1999’da Öcalan yakalanınca uzun süreli bir sükûnet dönemine girildi.


ABD’nin 2003 Irak savaşından sonra da, PKK Türkiye’den çok uzak ve çok dağlık Kandil dağlarına yerleşti. Devrilen Saddam’ın silahlarını ele geçirdi.

Türkiye 1 Mart tezkeresini reddedince, ABD’nin Irak’taki dayanağı olan Barzani güçlendi. PKK’nın Türkiye’deki sivil tabanı da genişlemiş, “taş atan çocuklar” nesli gelmiştir.
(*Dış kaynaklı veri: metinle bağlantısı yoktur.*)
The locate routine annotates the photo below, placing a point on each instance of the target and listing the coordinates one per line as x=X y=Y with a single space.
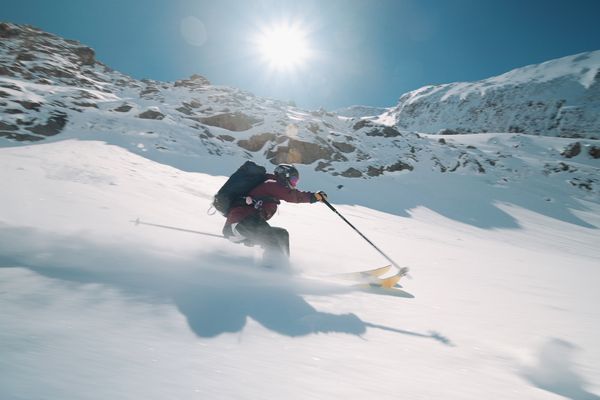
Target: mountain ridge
x=55 y=89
Ve PKK 2011 Haziran’dan beri yeniden “devrimci halk savaşı”ndan bahsediyor.

PKK çıtayı da yükseltmiştir, eskiden “özerklik” kavramını “feodal” diye reddediyordu, “demokratik özerklik” adıyla adıyla paralel devlet örgütlenmesine çalışıyor.

Saddam gibi Esat’ın da ülkesinde kontrolü kaybetmesi ve Kamışlı çevresinde PYD’nin güç gösterir hale gelmesi, 1992’deki süreci hatırlatmıyor mu?

Hakkâri ilçeleriyle çevresinde eylemlerin yoğunlaşmasının anlamı budur.


‘Liberal’ arkadaşlardan bazıları PKK’nın 1999 kongresinde ayrı devlet ve birleşik Kürdistan fikrini terk ettiğini, çözüm istediğini falan söylüyorlar. O kongre, Öcalan’ın tutuklandığı dönemin kongresidir!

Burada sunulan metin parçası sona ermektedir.